Although I have struggled with depression for 15 years, it’s been 10 years since I last self harmed. It was a huge problem for me and stopping was one of the hardest things I have ever done, but also one of the best. I can’t give you any magic tips or tricks on how to stop, other than telling you that it is hard work and you have to try at it, but it’s one of the most worthwhile things you will ever do for yourself. It won’t happen overnight and there will be blips, but that’s okay. I reached a point in my life where I decided that self harm wasn’t how I wanted to manage my feelings any more. I started trying to use lots of different distraction techniques instead of self harming until I found the ones that worked for me.

I have bipolar disorder, so I do still struggle with depression now. It’s been a while since I last had an episode and I try very hard to take care of myself in the hope that this will keep me stable. I eat healthily, I exercise, I don’t drink often and I take my medication every day. This doesn’t mean I’ll never get depressed again, but I am doing everything I can to stay well. I’d be lying if I said I never think about harming myself when I’m depressed, but those thoughts are so infrequent and so quiet now that they don’t ever feel like an option to me anymore. My scars are a daily reminder that I never want to go back there.

What advice would you give to somebody battling with depression and/or self harm?

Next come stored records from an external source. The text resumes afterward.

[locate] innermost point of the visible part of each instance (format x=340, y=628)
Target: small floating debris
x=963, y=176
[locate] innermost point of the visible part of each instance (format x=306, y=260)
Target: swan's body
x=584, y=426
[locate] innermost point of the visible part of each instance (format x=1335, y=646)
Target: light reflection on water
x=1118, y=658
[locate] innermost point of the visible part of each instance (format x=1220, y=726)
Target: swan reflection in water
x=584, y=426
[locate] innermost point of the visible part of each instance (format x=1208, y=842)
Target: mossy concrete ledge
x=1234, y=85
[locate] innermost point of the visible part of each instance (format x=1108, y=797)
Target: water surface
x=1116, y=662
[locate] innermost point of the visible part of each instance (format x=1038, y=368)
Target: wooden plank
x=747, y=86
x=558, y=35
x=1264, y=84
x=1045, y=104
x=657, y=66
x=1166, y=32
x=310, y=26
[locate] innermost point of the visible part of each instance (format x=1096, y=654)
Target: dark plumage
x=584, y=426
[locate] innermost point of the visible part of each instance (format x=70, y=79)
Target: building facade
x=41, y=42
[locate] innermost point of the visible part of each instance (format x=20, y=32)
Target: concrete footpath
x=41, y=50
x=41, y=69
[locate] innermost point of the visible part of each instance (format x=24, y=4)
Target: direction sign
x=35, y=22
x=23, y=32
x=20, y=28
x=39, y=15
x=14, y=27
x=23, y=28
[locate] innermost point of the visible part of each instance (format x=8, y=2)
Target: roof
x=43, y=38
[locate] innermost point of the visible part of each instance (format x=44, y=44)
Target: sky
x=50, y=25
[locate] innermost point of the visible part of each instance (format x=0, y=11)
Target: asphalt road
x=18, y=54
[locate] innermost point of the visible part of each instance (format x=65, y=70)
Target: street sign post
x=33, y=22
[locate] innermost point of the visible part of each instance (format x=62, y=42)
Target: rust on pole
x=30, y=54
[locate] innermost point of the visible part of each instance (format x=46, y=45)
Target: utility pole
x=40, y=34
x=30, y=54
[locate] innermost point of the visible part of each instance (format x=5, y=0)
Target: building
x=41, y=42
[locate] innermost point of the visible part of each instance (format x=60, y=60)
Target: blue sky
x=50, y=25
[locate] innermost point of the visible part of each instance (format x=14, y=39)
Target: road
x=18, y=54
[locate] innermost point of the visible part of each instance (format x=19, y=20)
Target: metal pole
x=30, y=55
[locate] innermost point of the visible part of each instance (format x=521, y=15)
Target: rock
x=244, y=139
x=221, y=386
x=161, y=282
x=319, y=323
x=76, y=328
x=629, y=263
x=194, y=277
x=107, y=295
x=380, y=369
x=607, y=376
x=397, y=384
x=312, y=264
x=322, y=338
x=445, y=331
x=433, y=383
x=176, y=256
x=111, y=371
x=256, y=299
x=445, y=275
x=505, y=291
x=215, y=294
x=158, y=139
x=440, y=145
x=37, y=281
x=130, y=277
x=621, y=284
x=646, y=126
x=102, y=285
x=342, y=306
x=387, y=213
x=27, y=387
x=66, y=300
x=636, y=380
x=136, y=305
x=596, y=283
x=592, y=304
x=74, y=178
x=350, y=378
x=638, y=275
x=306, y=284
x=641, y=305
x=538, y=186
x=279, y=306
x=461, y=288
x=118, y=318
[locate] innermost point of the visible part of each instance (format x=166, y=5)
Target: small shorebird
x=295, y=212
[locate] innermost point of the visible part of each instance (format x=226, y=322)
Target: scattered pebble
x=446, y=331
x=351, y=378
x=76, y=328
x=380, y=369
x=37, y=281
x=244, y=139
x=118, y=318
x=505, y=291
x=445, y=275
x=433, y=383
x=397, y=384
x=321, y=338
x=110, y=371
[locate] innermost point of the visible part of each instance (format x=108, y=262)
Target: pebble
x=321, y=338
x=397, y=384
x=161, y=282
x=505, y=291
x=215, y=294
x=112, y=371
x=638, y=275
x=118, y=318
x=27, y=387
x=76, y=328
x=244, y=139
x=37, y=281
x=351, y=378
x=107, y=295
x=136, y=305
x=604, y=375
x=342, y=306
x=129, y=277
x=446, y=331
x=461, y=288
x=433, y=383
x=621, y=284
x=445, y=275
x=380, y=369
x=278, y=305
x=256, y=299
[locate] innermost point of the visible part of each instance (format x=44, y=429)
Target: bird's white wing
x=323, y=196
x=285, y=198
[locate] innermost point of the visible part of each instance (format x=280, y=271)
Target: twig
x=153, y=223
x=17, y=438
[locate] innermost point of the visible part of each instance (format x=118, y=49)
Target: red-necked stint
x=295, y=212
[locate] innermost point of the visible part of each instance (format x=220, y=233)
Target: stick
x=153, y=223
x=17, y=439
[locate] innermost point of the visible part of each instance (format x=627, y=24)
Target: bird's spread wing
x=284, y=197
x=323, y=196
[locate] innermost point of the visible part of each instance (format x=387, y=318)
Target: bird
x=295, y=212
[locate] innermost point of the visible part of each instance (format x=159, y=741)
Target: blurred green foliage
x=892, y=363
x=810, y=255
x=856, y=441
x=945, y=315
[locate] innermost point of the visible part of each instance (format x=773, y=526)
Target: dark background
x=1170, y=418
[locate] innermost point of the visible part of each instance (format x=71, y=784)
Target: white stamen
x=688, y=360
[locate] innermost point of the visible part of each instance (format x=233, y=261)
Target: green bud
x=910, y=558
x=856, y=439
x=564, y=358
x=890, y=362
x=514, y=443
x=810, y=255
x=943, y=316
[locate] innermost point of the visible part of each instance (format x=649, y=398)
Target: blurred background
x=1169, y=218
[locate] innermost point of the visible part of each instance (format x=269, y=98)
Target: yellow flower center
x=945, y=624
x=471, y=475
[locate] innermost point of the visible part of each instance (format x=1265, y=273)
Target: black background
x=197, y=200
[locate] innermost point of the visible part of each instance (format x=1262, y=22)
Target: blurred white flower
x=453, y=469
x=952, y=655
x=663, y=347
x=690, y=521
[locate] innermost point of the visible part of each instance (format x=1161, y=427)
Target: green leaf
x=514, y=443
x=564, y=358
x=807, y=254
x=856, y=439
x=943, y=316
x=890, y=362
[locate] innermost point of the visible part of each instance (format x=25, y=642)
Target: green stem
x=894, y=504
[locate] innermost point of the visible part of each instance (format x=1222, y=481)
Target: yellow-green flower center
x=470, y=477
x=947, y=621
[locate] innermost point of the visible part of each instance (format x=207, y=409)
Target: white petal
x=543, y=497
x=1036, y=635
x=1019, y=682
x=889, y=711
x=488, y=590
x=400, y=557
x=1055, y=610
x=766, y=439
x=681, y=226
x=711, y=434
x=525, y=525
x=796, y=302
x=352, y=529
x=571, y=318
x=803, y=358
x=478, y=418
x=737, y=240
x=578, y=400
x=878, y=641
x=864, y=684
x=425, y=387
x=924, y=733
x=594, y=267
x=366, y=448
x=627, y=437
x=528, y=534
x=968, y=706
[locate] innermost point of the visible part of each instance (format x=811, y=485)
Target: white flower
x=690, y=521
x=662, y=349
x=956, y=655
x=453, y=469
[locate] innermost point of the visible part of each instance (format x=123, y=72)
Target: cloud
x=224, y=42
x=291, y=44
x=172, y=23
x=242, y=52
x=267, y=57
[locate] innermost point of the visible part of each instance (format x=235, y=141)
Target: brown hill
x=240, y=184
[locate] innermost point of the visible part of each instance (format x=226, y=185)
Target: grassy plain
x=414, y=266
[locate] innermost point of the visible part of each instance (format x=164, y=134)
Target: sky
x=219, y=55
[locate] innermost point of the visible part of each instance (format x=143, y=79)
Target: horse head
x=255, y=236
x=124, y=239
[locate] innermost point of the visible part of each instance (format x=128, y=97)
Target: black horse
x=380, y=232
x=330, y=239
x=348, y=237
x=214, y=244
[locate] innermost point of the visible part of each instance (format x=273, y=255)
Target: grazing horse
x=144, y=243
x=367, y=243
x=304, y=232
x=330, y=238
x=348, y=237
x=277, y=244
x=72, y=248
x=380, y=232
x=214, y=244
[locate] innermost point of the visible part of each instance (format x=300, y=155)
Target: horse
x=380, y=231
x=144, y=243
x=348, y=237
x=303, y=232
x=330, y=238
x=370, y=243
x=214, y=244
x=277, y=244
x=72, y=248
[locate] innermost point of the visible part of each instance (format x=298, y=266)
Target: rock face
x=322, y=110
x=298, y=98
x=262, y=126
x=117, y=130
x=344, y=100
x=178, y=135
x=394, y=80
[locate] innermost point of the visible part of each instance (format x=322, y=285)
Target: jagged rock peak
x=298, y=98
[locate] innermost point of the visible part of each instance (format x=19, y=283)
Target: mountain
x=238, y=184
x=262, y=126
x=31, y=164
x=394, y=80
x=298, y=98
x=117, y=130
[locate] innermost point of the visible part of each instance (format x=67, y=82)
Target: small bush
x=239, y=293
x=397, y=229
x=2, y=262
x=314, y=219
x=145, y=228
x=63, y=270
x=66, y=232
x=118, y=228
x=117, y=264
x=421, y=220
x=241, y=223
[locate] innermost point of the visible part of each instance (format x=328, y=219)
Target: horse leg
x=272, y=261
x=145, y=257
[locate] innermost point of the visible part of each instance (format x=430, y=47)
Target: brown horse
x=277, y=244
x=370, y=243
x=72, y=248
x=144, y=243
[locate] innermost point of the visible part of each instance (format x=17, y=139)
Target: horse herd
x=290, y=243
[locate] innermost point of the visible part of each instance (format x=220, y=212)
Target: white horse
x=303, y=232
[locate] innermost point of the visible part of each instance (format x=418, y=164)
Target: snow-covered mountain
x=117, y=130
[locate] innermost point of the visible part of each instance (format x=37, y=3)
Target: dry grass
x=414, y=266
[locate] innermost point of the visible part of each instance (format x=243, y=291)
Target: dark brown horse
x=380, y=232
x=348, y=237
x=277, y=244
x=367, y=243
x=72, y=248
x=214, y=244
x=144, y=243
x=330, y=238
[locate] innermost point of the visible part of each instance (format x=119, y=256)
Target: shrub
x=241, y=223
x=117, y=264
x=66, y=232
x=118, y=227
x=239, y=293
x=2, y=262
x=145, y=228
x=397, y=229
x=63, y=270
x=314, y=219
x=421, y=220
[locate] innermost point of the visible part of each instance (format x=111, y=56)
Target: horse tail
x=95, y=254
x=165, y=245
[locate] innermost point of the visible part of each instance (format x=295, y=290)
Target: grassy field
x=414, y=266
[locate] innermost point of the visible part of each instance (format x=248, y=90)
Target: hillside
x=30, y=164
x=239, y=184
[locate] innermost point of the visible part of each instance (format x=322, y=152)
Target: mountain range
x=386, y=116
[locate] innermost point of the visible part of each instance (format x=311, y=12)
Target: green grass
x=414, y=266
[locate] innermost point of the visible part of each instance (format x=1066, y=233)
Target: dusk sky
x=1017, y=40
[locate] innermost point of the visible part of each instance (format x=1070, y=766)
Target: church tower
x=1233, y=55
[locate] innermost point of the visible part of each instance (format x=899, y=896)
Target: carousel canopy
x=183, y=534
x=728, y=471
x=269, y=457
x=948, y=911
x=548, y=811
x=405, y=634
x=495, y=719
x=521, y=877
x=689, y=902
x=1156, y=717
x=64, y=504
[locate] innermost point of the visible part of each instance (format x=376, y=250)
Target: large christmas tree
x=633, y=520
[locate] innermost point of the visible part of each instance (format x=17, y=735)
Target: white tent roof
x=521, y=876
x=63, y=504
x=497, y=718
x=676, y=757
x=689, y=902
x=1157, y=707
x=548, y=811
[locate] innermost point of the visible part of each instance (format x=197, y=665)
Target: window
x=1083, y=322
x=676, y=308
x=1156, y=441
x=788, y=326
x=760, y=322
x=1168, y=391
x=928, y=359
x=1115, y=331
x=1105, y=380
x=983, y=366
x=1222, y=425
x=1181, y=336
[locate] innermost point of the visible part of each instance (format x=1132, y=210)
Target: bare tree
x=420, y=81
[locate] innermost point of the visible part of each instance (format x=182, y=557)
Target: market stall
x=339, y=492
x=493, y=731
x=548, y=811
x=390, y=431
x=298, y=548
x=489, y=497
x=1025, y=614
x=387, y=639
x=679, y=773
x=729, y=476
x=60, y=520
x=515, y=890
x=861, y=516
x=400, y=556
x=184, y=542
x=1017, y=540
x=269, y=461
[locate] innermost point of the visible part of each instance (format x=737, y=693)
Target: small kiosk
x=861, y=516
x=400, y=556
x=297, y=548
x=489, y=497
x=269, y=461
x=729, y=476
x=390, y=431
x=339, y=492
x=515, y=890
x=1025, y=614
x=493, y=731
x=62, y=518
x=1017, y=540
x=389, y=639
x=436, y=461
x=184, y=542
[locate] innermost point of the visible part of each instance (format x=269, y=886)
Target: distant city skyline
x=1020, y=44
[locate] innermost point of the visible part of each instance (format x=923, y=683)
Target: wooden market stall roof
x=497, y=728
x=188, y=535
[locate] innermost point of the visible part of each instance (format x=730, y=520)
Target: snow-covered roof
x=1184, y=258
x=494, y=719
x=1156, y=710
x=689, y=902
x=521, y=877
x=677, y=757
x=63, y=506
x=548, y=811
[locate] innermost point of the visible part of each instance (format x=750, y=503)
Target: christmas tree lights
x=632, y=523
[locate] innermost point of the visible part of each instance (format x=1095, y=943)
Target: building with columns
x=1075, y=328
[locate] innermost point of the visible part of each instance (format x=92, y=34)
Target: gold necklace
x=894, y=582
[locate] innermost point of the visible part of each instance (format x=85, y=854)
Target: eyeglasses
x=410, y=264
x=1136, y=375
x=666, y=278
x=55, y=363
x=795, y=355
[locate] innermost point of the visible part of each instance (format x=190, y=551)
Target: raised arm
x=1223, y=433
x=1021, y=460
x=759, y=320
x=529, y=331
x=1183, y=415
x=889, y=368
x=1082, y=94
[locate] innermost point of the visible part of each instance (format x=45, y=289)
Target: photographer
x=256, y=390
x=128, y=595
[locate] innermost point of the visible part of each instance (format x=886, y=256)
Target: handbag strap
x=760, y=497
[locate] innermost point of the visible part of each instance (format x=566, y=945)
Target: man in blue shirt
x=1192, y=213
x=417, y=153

My advice would be to talk to somebody. Your friends, your family, your doctor, a counsellor, your teacher, your boss, a helpline, a stranger. Anybody. There are so many different avenues to communicate now including online chatrooms where you can be anonymous. Depression and self harm can feel very lonely, but you are never alone. There is always going to be somebody out there that wants to listen and help. Don’t suffer in silence.

What do you believe are some problems that the media brings to females that battle with depression and/or self harm?

I feel that the media as a whole places an enormous amount of pressure on women and girls to be successful in all areas of our lives; it is often implied that we must be intelligent, have successful careers, be independent, have children and look thin and beautiful while we’re at it. Women are expected to be everything all at once. But not too intelligent or we are arrogant, not too successful or we are bossy, not too independent or we are b*tches, not too pretty or we are stuck up. It often feels to me like we can’t do anything right according to the media.

The influence of social media is also enormous. We are surrounded by beautiful bodies and faces, of people traveling the world and getting promotions and achieving all of their dreams. Although deep down we all understand that people are only portraying the best of themselves on social media, it is still very easy to feel inadequate. Additionally, bullying and harassment are often inescapable online.

If you’re confident in yourself and where your life is, these factors can be frustrating, and even the most confident person can be impacted by what they see and hear in the media. But if you’re already struggling with your mental health and self esteem, these factors can be crushing and it can be so difficult to overcome these feelings as it is so hard to escape the media.

There are some wonderful areas of the internet full of body positivity, recovery motivation and self love inspiration. I try to cut the negative spaces out of my life as much as possible and choose to flood my social media with hope and positivity, which I’ve found to be really beneficial to my mental wellbeing.